The Invisible Footprint: How Anonymous S3 Requests Evade AWS Logging
Varonis Threat Labs discovered a logging evasion vulnerability in AWS where anonymous requests to external S3 buckets via VPC endpoints failed to generate CloudTrail Network Activity events. This flaw allowed attackers to invisibly exfiltrate data or download malware from compromised VPCs, though AWS has since patched the issue to ensure these requests are properly logged.
Authors: Varonis Threat Labs
Source:
Varonis
Key Takeaways
- Anonymous requests to external S3 buckets via VPC endpoints previously bypassed AWS CloudTrail Network Activity logging in the source account.
- If a VPC endpoint policy denied access, no logs were generated in either the source or target account, creating a complete visibility blind spot.
- Attackers could exploit this logging gap to invisibly exfiltrate sensitive data or download malware into a compromised VPC.
- AWS has released an update to ensure CloudTrail now logs all anonymous API requests made to external S3 buckets via VPC endpoints.
Affected Systems
- AWS CloudTrail
- Amazon S3
- AWS VPC Endpoints
Attack Chain
An attacker first compromises an internal application server residing within a private AWS VPC. Leveraging an existing VPC endpoint, the attacker initiates anonymous requests to an external, attacker-controlled S3 bucket. Because the requests are anonymous and routed through the VPC endpoint, AWS CloudTrail previously failed to log the network activity in the source account. This allowed the attacker to silently exfiltrate sensitive data or download malicious payloads without triggering security alerts.
Detection Availability
- YARA Rules: No
- Sigma Rules: No
- Snort/Suricata Rules: No
- KQL Queries: No
- Splunk SPL Queries: No
- EQL Queries: No
- Other Detection Logic: No
The article does not provide specific detection rules, but notes that AWS has updated CloudTrail to log these events natively.

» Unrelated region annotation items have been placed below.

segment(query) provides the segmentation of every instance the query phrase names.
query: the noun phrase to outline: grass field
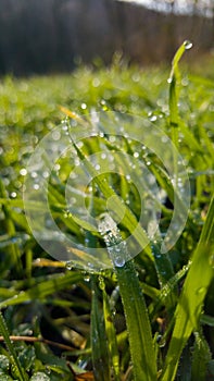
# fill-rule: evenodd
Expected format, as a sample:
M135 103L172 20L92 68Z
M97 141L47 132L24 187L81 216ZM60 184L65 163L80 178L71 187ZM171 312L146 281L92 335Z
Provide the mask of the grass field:
M139 69L121 62L117 56L109 69L79 67L71 75L1 78L0 380L214 378L213 59L203 61L202 69L179 62L178 72L178 56L168 82L171 63L168 67ZM161 251L161 242L171 224L176 192L177 208L186 207L179 179L174 179L178 181L174 186L156 152L125 133L116 140L113 130L112 134L93 136L99 113L108 128L113 125L114 130L115 123L118 131L125 121L130 135L136 120L149 123L151 132L160 128L177 148L172 164L175 179L177 152L182 157L190 207L185 228L167 253ZM90 133L91 128L91 136L81 145L73 140L75 125L77 132L85 128ZM67 131L71 149L54 163L47 153L47 169L54 164L47 190L50 213L64 236L72 237L77 247L85 245L86 253L93 248L101 253L96 250L106 247L110 266L109 258L98 258L99 265L96 259L96 266L92 262L90 267L84 250L75 248L72 261L58 261L32 234L26 205L30 216L42 216L43 205L35 197L42 184L37 182L37 173L29 173L28 161L40 139L55 126ZM54 140L58 145L56 135ZM100 151L104 158L114 156L116 173L108 169L101 175L96 172L99 167L89 160ZM117 152L128 160L137 158L130 176ZM78 176L74 184L70 177L83 160L92 179L87 188L78 183ZM141 188L136 185L141 165L152 173L158 186L154 190L149 186L149 196L155 192L162 195L161 201L152 198L151 207L148 194L144 204L140 201ZM32 179L28 185L27 177ZM26 186L29 190L30 184L28 204L24 205L23 190ZM66 205L66 184L71 195L76 188L76 209ZM85 198L86 209L98 225L100 216L108 223L106 199L111 198L111 210L119 218L117 228L111 220L109 230L100 223L95 231L77 210L79 197ZM159 230L146 245L148 233L138 221L143 205L150 216L156 204ZM51 229L38 229L43 239L54 245ZM131 245L127 249L123 244L129 235L141 247L137 256L131 254ZM112 245L118 245L119 258ZM123 260L124 255L128 260ZM61 258L60 253L55 256Z

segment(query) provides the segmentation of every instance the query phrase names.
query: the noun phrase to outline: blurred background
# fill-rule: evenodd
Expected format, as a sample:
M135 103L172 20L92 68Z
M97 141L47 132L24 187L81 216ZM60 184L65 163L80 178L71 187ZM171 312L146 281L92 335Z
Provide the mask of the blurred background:
M150 65L185 39L192 60L212 52L214 0L0 0L0 75L109 64L116 51Z

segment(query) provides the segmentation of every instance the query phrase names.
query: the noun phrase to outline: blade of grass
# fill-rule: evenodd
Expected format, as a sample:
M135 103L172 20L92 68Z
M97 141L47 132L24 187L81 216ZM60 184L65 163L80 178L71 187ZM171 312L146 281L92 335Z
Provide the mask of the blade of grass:
M10 359L12 362L12 368L13 368L13 372L14 376L20 380L20 381L25 381L28 379L27 374L25 373L24 369L22 368L20 360L17 358L17 355L15 353L15 349L13 347L13 344L11 342L10 335L9 335L9 331L8 331L8 327L5 323L5 320L0 311L0 332L4 339L5 345L9 349L10 353Z
M129 336L130 355L136 381L155 381L156 362L152 341L151 324L139 279L131 260L117 261L127 258L125 243L122 241L116 223L108 214L100 224L99 231L104 238L108 251L119 285L126 324ZM115 248L115 244L116 248ZM121 246L118 247L118 244ZM118 253L119 250L119 253Z
M204 297L213 278L213 216L214 197L211 200L200 241L192 256L192 265L175 311L175 327L161 377L162 381L175 379L181 351L192 331L198 331ZM203 276L201 271L203 271Z
M109 297L105 292L105 284L103 279L100 280L100 287L102 288L102 295L103 295L104 324L105 324L105 332L108 336L109 353L110 353L112 368L114 372L114 381L119 381L121 380L119 355L118 355L118 347L117 347L117 341L116 341L116 332L112 321L112 314L110 309Z
M93 373L97 381L110 380L110 360L106 344L105 327L99 302L97 278L91 276L92 306L91 306L91 348Z

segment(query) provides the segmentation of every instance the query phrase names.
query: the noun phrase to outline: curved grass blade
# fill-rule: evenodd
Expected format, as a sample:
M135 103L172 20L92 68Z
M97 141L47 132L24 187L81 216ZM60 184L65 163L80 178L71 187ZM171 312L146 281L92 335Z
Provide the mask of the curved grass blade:
M213 278L214 197L207 211L200 241L192 256L182 293L175 311L175 327L166 355L162 381L174 380L179 357L190 334L199 330L200 316L207 287ZM203 271L203 276L201 272Z
M98 297L98 286L96 276L91 276L92 281L92 307L91 307L91 348L93 373L97 381L110 380L110 360L106 344L105 327L100 302Z
M127 257L127 250L122 241L116 223L106 214L99 224L99 231L103 235L110 258L114 265L114 271L119 285L126 324L129 336L130 355L134 367L135 381L155 381L156 361L152 341L151 324L140 282L135 269L134 261L125 262L122 259ZM114 245L117 244L117 248ZM121 244L121 253L118 253ZM119 261L118 261L119 260Z
M9 349L10 353L10 359L12 362L12 368L13 368L13 372L14 376L20 380L20 381L25 381L28 380L27 374L25 373L24 369L22 368L20 360L17 358L17 355L15 353L15 349L13 347L13 344L10 340L10 335L9 335L9 331L8 331L8 327L5 323L5 320L3 319L3 316L0 311L0 332L4 339L5 345Z

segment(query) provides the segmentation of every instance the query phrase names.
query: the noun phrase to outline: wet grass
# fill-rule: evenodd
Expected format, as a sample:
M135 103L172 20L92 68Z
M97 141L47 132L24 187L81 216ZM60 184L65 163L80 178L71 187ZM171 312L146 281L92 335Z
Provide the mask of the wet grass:
M202 73L181 64L178 73L178 61L174 60L169 83L169 65L140 70L119 63L117 58L108 70L79 67L65 76L1 79L0 380L214 377L214 77L212 60ZM103 271L99 266L91 269L81 250L76 250L66 266L38 244L27 223L23 189L29 175L28 160L38 142L61 125L66 114L77 126L91 127L96 112L109 115L112 110L119 112L122 120L126 113L143 118L151 131L160 127L177 146L190 183L188 219L175 245L167 254L161 253L161 237L173 217L175 189L160 159L126 136L114 140L101 135L76 146L67 135L72 150L59 158L49 181L49 205L58 226L75 243L90 248L110 245L111 249L111 239L121 245L134 234L143 249L131 256L119 246L131 257L126 263L109 251L112 267ZM108 119L108 123L117 122ZM126 119L126 127L128 123ZM67 120L62 131L65 126L70 130ZM119 174L96 176L87 158L101 149L114 153ZM148 246L144 229L134 229L141 212L139 189L126 175L127 164L116 156L118 151L137 158L136 173L142 162L163 192L160 232ZM75 207L66 205L65 186L76 159L85 159L93 177L84 196L97 221L100 216L106 218L105 199L111 197L115 218L121 221L118 230L112 225L113 235L111 229L95 232L84 216L81 220L78 212L75 214ZM174 161L176 169L176 156ZM39 186L38 182L32 184ZM72 188L73 183L68 185ZM74 186L83 192L78 181ZM30 212L42 211L39 200L27 200ZM78 197L76 202L78 207ZM46 235L46 239L53 237ZM103 261L104 267L108 260Z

Detection Engineering Assessment
EDR Visibility: None — This is a cloud-native logging vulnerability involving AWS infrastructure (CloudTrail, VPC Endpoints, S3), which is outside the scope of traditional endpoint detection and response tools. Network Visibility: Low — Traffic routed through AWS VPC endpoints stays within the AWS backbone network, bypassing traditional perimeter network monitoring tools. Detection Difficulty: Moderate — Prior to the AWS patch, detection was impossible via CloudTrail. Post-patch, detection requires actively monitoring CloudTrail Network Activity events for anonymous access patterns.
Required Log Sources
- AWS CloudTrail Network Activity Events
- AWS CloudTrail Data Events
Hunting Hypotheses
| Hypothesis | Telemetry | ATT&CK Stage | FP Risk |
|---|---|---|---|
| Attackers may be using anonymous requests via VPC endpoints to exfiltrate data or download tools. | AWS CloudTrail Network Activity Events | Exfiltration | Low |
Control Gaps
- AWS CloudTrail Network Activity logging (prior to AWS patch)
Key Behavioral Indicators
- CloudTrail events containing userIdentity.accountId set to 'anonymous'
False Positive Assessment
- Low
Recommendations
Immediate Mitigation
- Review and restrict VPC Endpoint policies to explicitly deny anonymous access.
- Enforce IAM conditions for all requests routed through VPC endpoints.
Infrastructure Hardening
- Regularly audit S3 bucket policies to identify and remediate overly permissive or public access configurations.
User Protection
- N/A
Security Awareness
- Set up automated notifications and alerting for any modifications made to VPC endpoint or S3 bucket policies.
MITRE ATT&CK Mapping
- T1562.008 - Impair Defenses: Disable or Modify Cloud Logs
- T1048 - Exfiltration Over Alternative Protocol
- T1105 - Ingress Tool Transfer
Additional IOCs
- Other:
"accountId": "anonymous"- CloudTrail log artifact indicating an anonymous request, found within the userIdentity object.